Pericardial Reinforcement for Hemostasis in Aortic Aneurysm Surgery

Ashok K Srivastava, MS, MCh, Shantanu Pandey, MS, Aditya Kapoor, MD, DM,1

Department of Cardiovascular Surgery
1 Department of Cardiology
Sanjay Gandhi Post-Graduate Institute of Medical Science
Lucknow, India
For reprint information contact: Ashok K Srivastava, MS, MCh Tel: 91 522 44 0963 Fax: 91 522 44 0017/ 0973 email: ashok{at}sgpgi.ac.in Department of Cardiovascular Surgery, Sanjay Gandhi Post-Graduate Institute of Medical Science, Raebareli Road, Lucknow 226014, India.
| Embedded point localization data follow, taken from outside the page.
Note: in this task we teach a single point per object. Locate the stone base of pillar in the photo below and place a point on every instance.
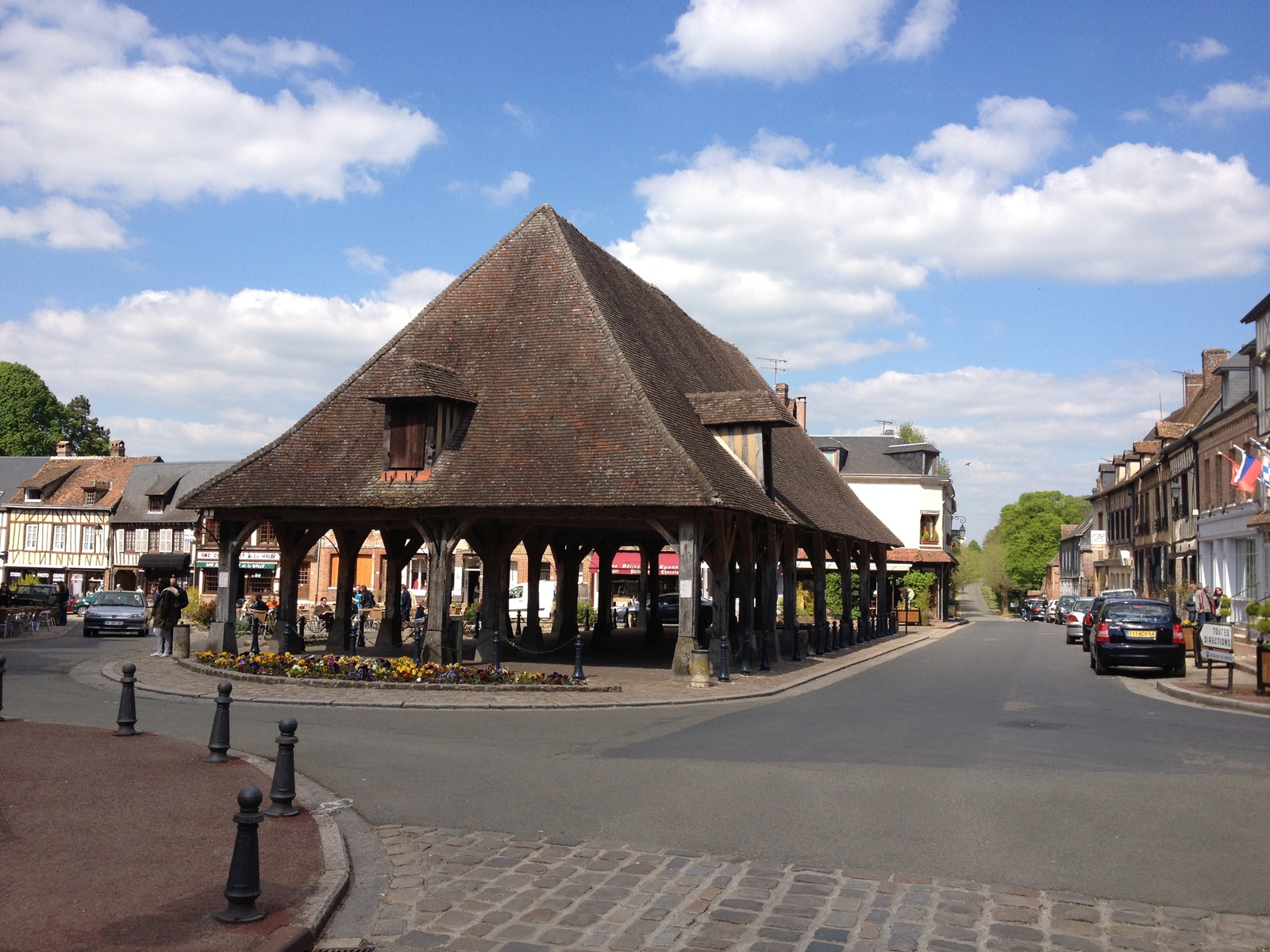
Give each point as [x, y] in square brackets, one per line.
[222, 636]
[683, 663]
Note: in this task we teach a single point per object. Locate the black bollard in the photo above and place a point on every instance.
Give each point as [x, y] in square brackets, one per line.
[283, 789]
[127, 716]
[220, 742]
[578, 674]
[243, 886]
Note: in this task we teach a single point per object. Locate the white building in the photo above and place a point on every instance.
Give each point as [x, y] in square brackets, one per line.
[903, 486]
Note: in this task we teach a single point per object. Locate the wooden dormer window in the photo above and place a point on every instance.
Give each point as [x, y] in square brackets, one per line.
[416, 432]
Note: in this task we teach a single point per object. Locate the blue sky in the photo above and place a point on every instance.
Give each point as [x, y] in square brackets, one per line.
[1006, 222]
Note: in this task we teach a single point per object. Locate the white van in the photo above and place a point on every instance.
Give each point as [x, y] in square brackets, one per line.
[518, 598]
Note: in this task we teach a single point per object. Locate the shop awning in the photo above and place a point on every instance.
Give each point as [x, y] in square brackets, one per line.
[164, 562]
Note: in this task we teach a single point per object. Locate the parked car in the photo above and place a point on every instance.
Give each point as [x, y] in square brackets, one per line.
[668, 611]
[1138, 632]
[116, 612]
[1033, 609]
[1064, 607]
[35, 596]
[1076, 613]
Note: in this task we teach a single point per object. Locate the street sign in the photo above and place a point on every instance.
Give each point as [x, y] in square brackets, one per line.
[1217, 636]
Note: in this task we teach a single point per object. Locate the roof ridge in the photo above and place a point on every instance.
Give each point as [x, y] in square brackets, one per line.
[374, 359]
[637, 386]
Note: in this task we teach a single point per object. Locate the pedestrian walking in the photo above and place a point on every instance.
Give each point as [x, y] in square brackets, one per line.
[64, 596]
[165, 616]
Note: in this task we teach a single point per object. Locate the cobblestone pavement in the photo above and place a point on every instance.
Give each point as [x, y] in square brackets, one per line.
[486, 892]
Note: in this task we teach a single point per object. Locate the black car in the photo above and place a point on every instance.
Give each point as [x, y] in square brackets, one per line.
[1137, 632]
[116, 612]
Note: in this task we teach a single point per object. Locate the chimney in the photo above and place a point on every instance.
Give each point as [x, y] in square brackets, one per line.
[1193, 384]
[1213, 359]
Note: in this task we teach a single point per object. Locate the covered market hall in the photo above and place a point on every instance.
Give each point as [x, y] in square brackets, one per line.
[552, 397]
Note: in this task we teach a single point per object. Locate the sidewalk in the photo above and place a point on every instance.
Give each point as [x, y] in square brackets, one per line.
[628, 685]
[471, 892]
[125, 843]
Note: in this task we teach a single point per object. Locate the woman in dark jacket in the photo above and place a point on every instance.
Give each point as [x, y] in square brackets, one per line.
[167, 615]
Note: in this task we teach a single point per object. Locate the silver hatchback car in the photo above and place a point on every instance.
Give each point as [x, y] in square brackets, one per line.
[1076, 617]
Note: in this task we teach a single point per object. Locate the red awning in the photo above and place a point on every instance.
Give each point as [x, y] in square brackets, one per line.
[626, 562]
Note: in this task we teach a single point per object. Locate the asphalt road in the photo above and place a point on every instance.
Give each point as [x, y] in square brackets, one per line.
[991, 754]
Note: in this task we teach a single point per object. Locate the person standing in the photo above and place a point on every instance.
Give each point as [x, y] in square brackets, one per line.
[64, 596]
[165, 616]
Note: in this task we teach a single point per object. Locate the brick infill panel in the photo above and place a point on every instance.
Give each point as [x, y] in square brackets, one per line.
[493, 892]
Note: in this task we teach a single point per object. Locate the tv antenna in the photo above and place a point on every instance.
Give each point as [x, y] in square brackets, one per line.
[776, 365]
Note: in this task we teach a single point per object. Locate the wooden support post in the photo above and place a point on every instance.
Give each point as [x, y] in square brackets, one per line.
[721, 571]
[602, 635]
[651, 569]
[746, 585]
[221, 635]
[295, 539]
[818, 594]
[495, 545]
[789, 588]
[399, 549]
[772, 568]
[535, 545]
[568, 554]
[690, 570]
[348, 541]
[865, 631]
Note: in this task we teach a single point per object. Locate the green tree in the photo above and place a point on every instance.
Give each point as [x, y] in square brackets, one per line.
[29, 413]
[1030, 528]
[908, 433]
[86, 435]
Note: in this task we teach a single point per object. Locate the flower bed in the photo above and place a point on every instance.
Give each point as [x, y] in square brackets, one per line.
[393, 670]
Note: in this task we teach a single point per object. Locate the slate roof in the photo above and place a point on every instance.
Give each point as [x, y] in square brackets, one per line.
[16, 470]
[162, 479]
[64, 480]
[579, 371]
[873, 456]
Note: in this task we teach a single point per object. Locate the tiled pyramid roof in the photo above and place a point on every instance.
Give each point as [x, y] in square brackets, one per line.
[581, 374]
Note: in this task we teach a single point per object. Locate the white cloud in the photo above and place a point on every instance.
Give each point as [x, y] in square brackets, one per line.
[791, 254]
[1225, 99]
[59, 222]
[514, 186]
[1019, 431]
[230, 371]
[362, 260]
[1203, 48]
[95, 105]
[791, 40]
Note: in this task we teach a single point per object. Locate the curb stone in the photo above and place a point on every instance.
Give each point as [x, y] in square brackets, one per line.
[1229, 704]
[850, 662]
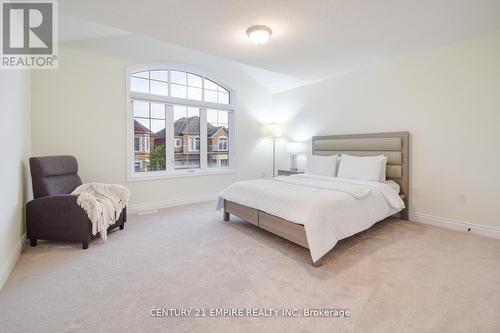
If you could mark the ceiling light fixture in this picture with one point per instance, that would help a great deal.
(259, 34)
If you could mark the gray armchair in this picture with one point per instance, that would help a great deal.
(53, 214)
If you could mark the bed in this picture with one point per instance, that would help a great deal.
(316, 212)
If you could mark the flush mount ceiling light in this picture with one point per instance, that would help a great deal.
(259, 34)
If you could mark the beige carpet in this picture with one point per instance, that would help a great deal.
(396, 277)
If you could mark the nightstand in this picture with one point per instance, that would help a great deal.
(282, 172)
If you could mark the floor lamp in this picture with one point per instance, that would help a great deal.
(274, 132)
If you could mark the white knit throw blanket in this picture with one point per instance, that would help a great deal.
(103, 204)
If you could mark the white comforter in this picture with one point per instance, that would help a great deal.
(330, 208)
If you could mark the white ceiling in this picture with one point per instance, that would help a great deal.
(312, 39)
(72, 28)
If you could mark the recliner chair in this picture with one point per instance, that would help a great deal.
(53, 214)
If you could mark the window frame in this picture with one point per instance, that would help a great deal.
(219, 141)
(169, 102)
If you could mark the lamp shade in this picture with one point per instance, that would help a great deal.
(294, 147)
(273, 130)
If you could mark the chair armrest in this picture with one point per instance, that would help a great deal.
(57, 217)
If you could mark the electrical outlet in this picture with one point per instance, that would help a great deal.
(461, 197)
(415, 191)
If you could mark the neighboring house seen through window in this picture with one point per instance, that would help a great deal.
(182, 121)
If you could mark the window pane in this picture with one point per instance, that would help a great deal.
(159, 88)
(212, 116)
(210, 84)
(194, 93)
(149, 137)
(211, 96)
(194, 80)
(141, 109)
(223, 117)
(223, 97)
(187, 137)
(178, 91)
(139, 85)
(159, 76)
(178, 77)
(144, 75)
(158, 110)
(217, 138)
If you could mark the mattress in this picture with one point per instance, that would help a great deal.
(329, 208)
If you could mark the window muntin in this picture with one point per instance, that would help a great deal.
(149, 126)
(217, 138)
(189, 127)
(222, 144)
(181, 85)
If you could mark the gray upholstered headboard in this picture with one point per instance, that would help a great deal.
(394, 145)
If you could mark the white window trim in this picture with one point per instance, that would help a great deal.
(219, 142)
(171, 172)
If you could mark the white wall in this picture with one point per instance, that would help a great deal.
(79, 109)
(14, 177)
(449, 100)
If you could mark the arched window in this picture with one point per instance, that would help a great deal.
(181, 120)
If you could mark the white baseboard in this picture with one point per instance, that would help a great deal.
(457, 225)
(151, 206)
(6, 269)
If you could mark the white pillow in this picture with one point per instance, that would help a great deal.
(321, 165)
(361, 167)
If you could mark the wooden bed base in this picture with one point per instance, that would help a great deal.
(291, 231)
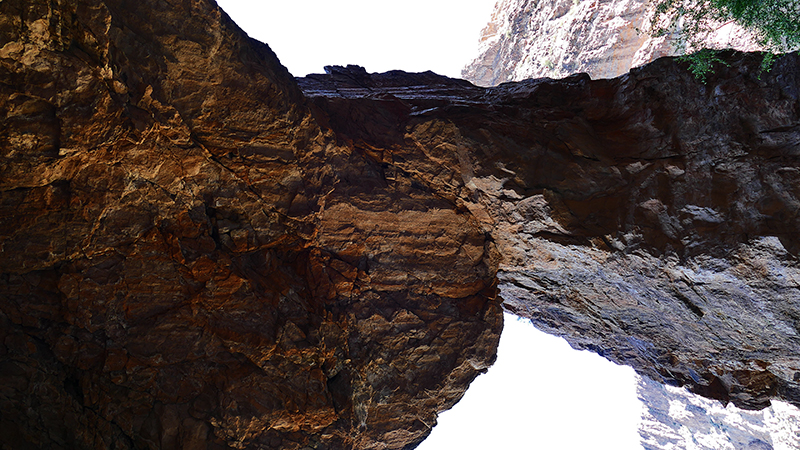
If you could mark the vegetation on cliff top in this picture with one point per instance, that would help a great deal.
(774, 23)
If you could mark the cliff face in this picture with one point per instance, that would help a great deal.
(190, 261)
(555, 38)
(199, 253)
(675, 419)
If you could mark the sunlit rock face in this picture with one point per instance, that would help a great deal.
(555, 38)
(675, 419)
(201, 252)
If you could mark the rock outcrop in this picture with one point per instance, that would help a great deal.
(199, 251)
(556, 38)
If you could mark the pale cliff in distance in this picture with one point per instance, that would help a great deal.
(555, 38)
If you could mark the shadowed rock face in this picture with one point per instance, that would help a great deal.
(189, 260)
(199, 253)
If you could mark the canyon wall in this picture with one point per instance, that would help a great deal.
(199, 251)
(190, 260)
(672, 418)
(555, 38)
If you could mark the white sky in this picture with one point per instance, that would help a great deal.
(410, 35)
(541, 394)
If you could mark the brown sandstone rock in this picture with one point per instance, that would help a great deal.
(196, 253)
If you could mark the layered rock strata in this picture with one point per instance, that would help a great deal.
(675, 419)
(650, 218)
(555, 38)
(198, 253)
(190, 260)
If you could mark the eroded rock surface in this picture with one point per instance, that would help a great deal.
(556, 38)
(198, 253)
(189, 260)
(650, 218)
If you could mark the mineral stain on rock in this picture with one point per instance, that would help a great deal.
(200, 251)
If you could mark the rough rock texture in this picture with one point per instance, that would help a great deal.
(189, 260)
(674, 419)
(196, 253)
(555, 38)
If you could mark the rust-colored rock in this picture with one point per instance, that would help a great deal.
(199, 253)
(190, 261)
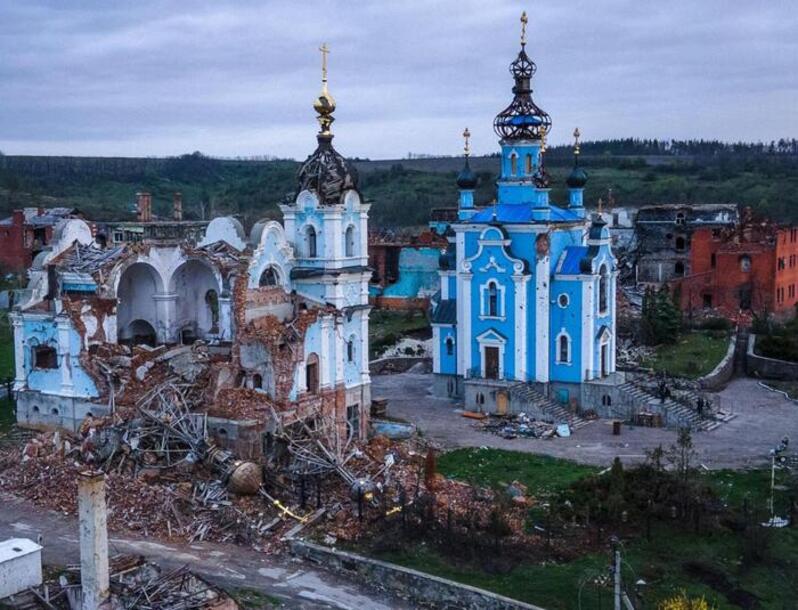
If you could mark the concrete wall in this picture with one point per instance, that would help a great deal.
(421, 589)
(38, 410)
(719, 376)
(768, 368)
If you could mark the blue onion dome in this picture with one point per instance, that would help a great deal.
(467, 180)
(577, 178)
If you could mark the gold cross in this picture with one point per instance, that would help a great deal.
(524, 21)
(324, 51)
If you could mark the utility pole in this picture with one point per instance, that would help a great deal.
(616, 562)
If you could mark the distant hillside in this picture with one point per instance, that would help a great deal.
(403, 191)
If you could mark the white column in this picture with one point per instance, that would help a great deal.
(464, 322)
(520, 317)
(588, 329)
(64, 326)
(19, 351)
(542, 348)
(327, 338)
(339, 349)
(92, 522)
(436, 349)
(365, 373)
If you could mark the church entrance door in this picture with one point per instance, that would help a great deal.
(501, 403)
(491, 362)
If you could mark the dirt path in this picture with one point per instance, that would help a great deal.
(763, 418)
(297, 583)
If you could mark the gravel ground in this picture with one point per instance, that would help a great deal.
(763, 418)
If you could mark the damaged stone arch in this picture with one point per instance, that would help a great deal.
(198, 287)
(138, 288)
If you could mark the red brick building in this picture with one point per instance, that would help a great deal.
(26, 232)
(750, 268)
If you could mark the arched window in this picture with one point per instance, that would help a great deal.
(269, 277)
(349, 241)
(604, 289)
(563, 349)
(212, 301)
(44, 357)
(312, 374)
(310, 236)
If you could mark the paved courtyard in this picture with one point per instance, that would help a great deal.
(763, 418)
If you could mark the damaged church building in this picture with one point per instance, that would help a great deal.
(271, 326)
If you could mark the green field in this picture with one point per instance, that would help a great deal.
(693, 355)
(674, 559)
(386, 328)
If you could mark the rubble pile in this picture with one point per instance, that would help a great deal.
(514, 426)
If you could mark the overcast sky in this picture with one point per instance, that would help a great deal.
(152, 78)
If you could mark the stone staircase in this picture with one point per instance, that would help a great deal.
(675, 413)
(550, 410)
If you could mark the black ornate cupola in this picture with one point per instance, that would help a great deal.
(326, 172)
(522, 119)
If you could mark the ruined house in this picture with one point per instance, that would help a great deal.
(282, 314)
(663, 238)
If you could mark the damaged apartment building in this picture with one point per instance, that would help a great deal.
(663, 235)
(273, 325)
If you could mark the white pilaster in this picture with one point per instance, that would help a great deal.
(327, 338)
(64, 363)
(464, 322)
(520, 317)
(542, 348)
(19, 351)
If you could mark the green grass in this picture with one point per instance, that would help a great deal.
(496, 468)
(693, 355)
(661, 562)
(387, 327)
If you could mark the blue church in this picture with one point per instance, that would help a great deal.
(526, 309)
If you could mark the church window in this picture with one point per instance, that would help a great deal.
(311, 242)
(349, 241)
(45, 357)
(312, 374)
(493, 300)
(269, 277)
(604, 289)
(563, 349)
(212, 301)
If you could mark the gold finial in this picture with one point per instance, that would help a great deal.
(325, 103)
(524, 21)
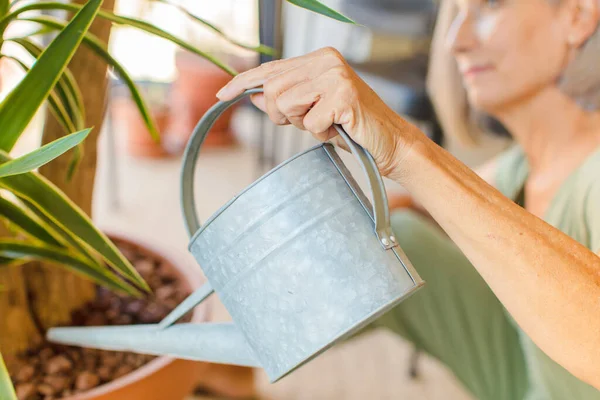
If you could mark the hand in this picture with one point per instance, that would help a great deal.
(320, 89)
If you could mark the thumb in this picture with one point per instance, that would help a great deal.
(258, 99)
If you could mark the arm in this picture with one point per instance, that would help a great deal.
(546, 280)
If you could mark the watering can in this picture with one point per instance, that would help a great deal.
(300, 259)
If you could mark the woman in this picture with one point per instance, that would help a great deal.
(513, 297)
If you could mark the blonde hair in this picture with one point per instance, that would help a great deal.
(580, 80)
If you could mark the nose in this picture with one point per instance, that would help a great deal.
(461, 37)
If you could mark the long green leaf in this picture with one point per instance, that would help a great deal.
(63, 212)
(320, 8)
(21, 250)
(98, 46)
(6, 390)
(259, 49)
(66, 87)
(122, 20)
(42, 155)
(63, 235)
(4, 5)
(26, 221)
(56, 106)
(21, 104)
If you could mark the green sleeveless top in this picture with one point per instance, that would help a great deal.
(575, 210)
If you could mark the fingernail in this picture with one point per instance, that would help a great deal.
(220, 92)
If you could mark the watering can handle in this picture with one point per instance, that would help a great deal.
(381, 215)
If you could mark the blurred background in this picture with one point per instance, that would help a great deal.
(137, 190)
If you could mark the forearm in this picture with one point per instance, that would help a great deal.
(548, 282)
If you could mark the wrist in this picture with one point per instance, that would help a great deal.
(412, 152)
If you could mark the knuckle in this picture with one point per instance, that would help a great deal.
(270, 89)
(332, 52)
(342, 73)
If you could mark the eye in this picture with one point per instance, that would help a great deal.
(493, 3)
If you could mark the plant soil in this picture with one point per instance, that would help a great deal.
(52, 371)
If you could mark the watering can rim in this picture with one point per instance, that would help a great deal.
(231, 201)
(380, 214)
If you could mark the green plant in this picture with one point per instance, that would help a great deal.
(46, 224)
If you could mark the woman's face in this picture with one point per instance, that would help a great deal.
(508, 50)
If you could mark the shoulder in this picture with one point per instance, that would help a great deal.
(507, 171)
(589, 186)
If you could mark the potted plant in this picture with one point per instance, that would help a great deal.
(80, 274)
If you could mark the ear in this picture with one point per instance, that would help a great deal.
(584, 21)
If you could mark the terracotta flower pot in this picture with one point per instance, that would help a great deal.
(192, 94)
(162, 378)
(129, 121)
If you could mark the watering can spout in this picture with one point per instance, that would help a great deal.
(218, 343)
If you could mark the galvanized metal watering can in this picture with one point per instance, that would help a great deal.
(300, 259)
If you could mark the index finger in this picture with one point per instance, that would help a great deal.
(257, 76)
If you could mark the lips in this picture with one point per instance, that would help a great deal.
(472, 71)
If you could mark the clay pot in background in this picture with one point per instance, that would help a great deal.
(193, 92)
(127, 120)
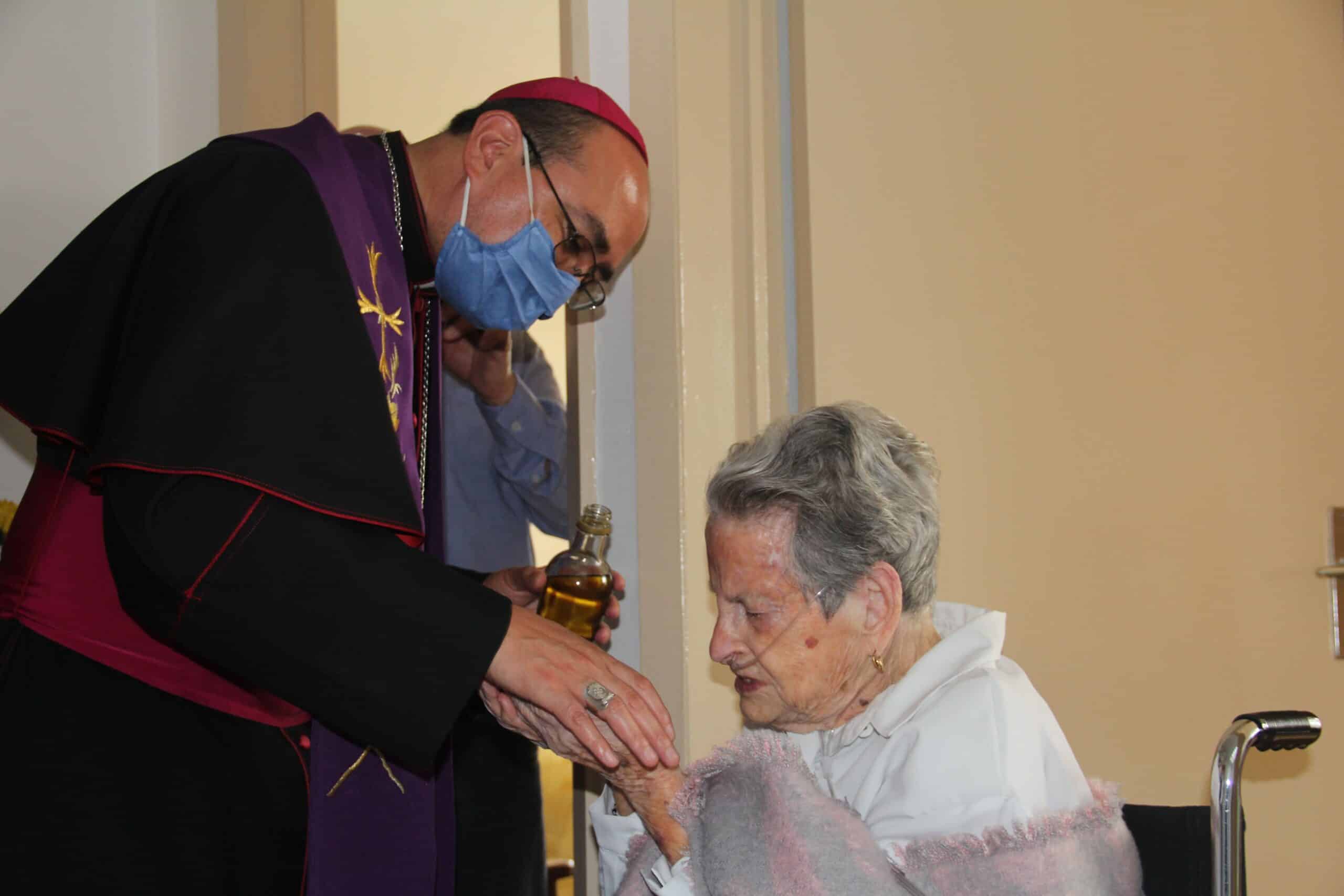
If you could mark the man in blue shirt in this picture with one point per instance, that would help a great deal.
(505, 446)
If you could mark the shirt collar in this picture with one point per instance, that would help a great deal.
(420, 258)
(971, 637)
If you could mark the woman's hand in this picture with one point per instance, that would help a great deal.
(648, 792)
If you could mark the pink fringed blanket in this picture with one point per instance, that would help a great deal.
(760, 825)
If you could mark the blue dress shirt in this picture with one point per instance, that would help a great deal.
(505, 465)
Multiple anastomotic suture lines in aortic aneurysm surgery are prone to bleeding. To improve hemostasis, a 15-mm-wide strip of native pericardium was used to reinforce all anastomotic suture lines. This technique was used in 4 consecutive patients who underwent modified Bentall and elephant trunk procedures for extensive aortic aneurysm. The mean cardiopulmonary bypass time was 230 minutes and the mean aortic crossclamp time was 92 minutes. Mean blood loss through the mediastinal drainage tubes was 193 mL in the first 12 hours postoperatively and the mean blood requirement was 3 units. It was concluded that this technique markedly improved hemostasis in extensive aortic aneurysm surgery.